In an update on Thursday, April 29, B.C. Premier John Horgan announced that, with new cases being low, the province is looking at reopening the economy.

"We have a bigger responsibility to provide confidence to British Columbians that the economy will be coming back to something resembling normal in the very near term," said Horgan.

He then announced that, like other provinces in Canada, B.C. will be releasing its plans for reopening next week.

The "new normal" will be guided by research and science, said Horgan, and it will be "phased in" one part at a time. But Horgan also said B.C.'s reopening will look different from other provinces as they didn't fully close all their businesses.

"How could we keep some sectors operating safely, rather than shutting them down until such time that we could open them again," he said.

In the same conference, Horgan announced that B.C. will keep its state of emergency for another two weeks.

Horgan said that in order for restaurants to reopen, for example, people need to feel safe and comfortable going into them.

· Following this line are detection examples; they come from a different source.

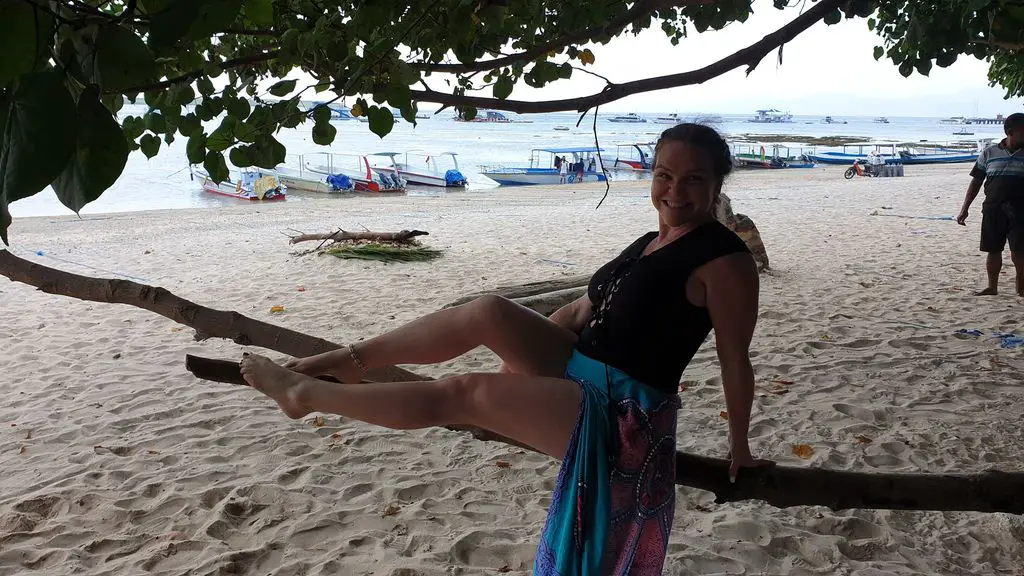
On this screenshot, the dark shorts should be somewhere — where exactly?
[981,199,1024,253]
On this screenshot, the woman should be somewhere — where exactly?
[242,124,760,576]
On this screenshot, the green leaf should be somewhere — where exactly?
[312,104,331,124]
[240,0,273,26]
[267,80,295,97]
[313,122,338,146]
[196,77,217,96]
[185,132,206,164]
[495,74,515,100]
[367,106,394,138]
[138,134,160,159]
[145,112,167,134]
[52,86,128,214]
[203,150,230,183]
[0,1,53,85]
[95,25,157,92]
[227,146,253,168]
[187,0,242,40]
[0,69,78,204]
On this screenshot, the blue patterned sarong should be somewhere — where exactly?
[534,351,680,576]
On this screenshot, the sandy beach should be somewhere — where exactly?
[0,165,1024,576]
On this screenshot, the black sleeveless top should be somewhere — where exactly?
[575,220,750,394]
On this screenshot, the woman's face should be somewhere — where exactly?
[650,140,722,228]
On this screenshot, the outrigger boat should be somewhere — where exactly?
[292,152,407,193]
[730,143,815,169]
[370,150,469,188]
[188,165,288,200]
[608,142,655,170]
[480,147,607,186]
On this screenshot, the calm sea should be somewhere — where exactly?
[11,106,1002,217]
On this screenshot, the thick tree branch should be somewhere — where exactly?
[412,0,845,114]
[111,49,281,94]
[410,0,704,74]
[0,250,1024,513]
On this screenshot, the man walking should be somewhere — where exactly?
[956,113,1024,296]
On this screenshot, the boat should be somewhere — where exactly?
[606,142,656,170]
[370,150,469,188]
[608,112,647,124]
[480,147,607,186]
[188,165,288,201]
[651,113,683,124]
[748,108,793,124]
[296,152,407,193]
[730,143,816,169]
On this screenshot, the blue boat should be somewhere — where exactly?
[480,147,607,186]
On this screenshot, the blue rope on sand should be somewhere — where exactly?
[26,250,153,284]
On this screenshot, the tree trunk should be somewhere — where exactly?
[185,355,1024,513]
[0,250,1024,513]
[289,230,430,244]
[444,274,591,308]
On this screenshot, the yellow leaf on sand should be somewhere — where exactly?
[793,444,814,460]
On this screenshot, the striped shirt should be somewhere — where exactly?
[971,139,1024,204]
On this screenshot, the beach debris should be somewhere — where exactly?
[793,444,814,460]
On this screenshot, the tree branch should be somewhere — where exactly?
[410,0,719,74]
[103,49,281,94]
[412,0,846,114]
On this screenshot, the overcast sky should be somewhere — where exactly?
[421,0,1024,116]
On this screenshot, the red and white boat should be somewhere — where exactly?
[188,166,288,201]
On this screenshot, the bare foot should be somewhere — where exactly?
[285,348,362,384]
[242,354,312,418]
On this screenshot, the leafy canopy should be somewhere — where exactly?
[0,0,1024,243]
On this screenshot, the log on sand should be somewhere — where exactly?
[0,250,1024,513]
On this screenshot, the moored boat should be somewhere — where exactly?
[480,147,607,186]
[188,165,288,201]
[370,150,469,188]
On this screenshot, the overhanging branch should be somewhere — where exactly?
[410,0,704,74]
[412,0,846,114]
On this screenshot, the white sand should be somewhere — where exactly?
[0,166,1024,576]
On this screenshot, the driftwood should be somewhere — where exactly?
[185,356,1024,513]
[289,230,430,244]
[0,251,1024,513]
[444,274,591,308]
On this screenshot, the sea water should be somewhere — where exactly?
[10,106,1002,217]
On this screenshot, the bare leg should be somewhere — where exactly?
[1010,250,1024,296]
[286,296,577,382]
[975,252,1002,296]
[242,355,582,458]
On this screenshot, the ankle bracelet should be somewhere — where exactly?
[348,344,367,374]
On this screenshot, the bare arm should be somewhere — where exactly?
[698,253,760,478]
[548,294,591,335]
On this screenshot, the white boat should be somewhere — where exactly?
[748,108,793,124]
[651,113,683,124]
[188,165,288,201]
[369,150,468,188]
[480,147,607,186]
[294,152,406,193]
[608,112,647,124]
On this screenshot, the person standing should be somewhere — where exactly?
[956,113,1024,296]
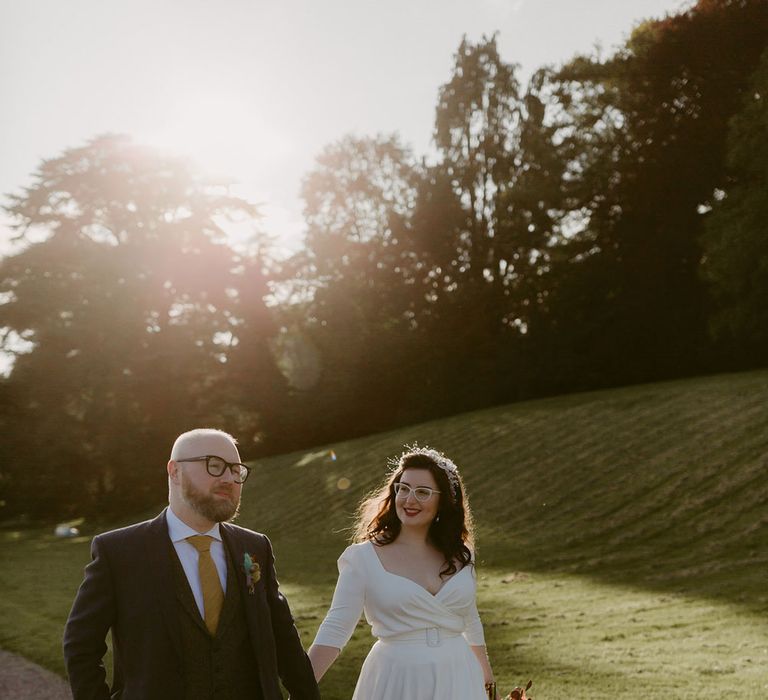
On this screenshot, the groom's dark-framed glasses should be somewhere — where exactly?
[175,455,251,484]
[394,481,442,503]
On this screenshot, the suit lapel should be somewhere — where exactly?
[145,510,184,660]
[220,523,262,654]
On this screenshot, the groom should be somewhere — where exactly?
[64,429,320,700]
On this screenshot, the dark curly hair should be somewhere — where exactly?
[352,446,475,577]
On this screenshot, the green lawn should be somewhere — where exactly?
[0,372,768,700]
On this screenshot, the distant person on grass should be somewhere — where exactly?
[64,429,320,700]
[309,446,494,700]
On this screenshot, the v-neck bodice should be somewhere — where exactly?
[314,542,485,649]
[366,540,469,597]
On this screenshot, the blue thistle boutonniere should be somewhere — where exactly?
[243,552,261,595]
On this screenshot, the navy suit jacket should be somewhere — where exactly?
[64,511,320,700]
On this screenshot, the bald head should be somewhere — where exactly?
[171,428,240,462]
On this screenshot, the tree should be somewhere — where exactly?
[553,0,768,383]
[0,136,280,516]
[702,51,768,366]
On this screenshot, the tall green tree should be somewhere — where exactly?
[554,0,768,383]
[702,51,768,366]
[0,136,280,515]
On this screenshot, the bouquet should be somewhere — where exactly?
[485,681,533,700]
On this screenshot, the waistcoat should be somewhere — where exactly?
[170,545,263,700]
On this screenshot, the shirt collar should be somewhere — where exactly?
[165,506,221,542]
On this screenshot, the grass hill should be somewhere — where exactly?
[0,371,768,700]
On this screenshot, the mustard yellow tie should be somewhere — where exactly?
[187,535,224,636]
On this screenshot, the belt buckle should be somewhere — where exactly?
[427,627,442,647]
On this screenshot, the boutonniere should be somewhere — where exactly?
[243,553,261,595]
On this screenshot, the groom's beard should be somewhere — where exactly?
[181,472,240,523]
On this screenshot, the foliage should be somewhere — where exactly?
[702,46,768,364]
[0,136,282,516]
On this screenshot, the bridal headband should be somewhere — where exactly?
[389,443,459,496]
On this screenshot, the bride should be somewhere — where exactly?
[309,446,493,700]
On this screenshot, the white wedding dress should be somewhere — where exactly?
[314,542,487,700]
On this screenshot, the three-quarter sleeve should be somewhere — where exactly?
[464,603,485,647]
[463,557,485,647]
[313,545,365,649]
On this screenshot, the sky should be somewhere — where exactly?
[0,0,690,251]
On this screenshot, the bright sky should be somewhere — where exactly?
[0,0,690,249]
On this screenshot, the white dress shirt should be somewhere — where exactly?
[165,506,227,619]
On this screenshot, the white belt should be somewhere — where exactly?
[381,627,461,647]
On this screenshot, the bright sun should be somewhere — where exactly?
[142,92,302,253]
[149,93,292,185]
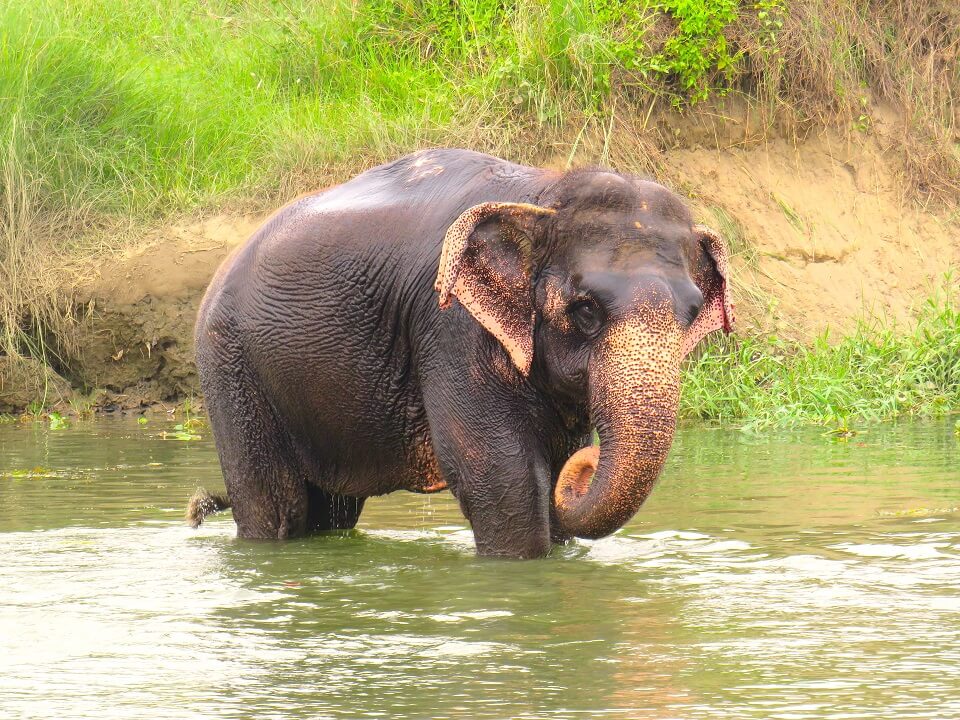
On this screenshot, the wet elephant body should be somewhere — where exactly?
[197,150,731,557]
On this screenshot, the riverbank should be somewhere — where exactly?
[0,126,960,426]
[0,0,960,422]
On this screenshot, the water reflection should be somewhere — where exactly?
[0,423,960,718]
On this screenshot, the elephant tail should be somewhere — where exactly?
[186,488,230,528]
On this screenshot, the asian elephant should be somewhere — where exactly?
[188,149,733,558]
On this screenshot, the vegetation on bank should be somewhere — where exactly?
[681,274,960,429]
[0,0,960,418]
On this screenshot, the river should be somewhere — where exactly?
[0,419,960,720]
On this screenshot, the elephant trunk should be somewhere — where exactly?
[554,308,683,538]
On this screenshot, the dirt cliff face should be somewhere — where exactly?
[61,216,262,409]
[22,129,960,408]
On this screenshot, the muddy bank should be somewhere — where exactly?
[0,134,960,412]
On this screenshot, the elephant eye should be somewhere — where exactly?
[567,300,603,337]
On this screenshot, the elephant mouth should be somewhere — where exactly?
[553,445,600,511]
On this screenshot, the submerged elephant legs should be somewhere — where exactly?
[197,322,364,540]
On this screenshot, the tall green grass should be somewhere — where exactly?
[681,274,960,429]
[0,0,960,418]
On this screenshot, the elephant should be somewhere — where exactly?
[188,149,733,558]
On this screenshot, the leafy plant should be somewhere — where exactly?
[650,0,739,104]
[47,412,70,430]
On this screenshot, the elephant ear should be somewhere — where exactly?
[434,202,554,375]
[682,225,734,355]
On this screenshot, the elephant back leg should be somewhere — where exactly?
[197,318,309,539]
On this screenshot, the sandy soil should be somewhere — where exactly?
[56,134,960,408]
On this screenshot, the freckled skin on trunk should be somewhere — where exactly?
[554,304,683,538]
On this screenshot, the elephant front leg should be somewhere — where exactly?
[434,416,551,558]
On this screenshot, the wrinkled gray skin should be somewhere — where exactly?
[195,150,730,557]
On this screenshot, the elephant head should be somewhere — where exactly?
[436,170,733,538]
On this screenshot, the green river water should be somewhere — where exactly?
[0,420,960,719]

To do so, he said we need to make a set of "common protocols" followed by everyone.

He applauded the local restaurant industry for already hustling to put plans in place together "so that they can operate safely."

Some sectors will be returning faster than others. For schools, Horgan said there won't be a "regular return to education as we know it" until into September.

Horgan also said the province will start replanting trees and has put in place "safe operating procedures" for doing so as well as for foreign workers in agriculture.

All in all, Horgan says that the province will be taking a careful, slow startup approach to reopening the economy. "It’s not just going to be the flick of a switch," he said.

The foundation of the plan relies on ensuring processes and guidelines so people can feel safe while getting "back to a regular schedule of consumption."

The state of emergency in the province has been extended until May 12, 2020. "We need to have full buy-in from all British Columbians," Horgan said.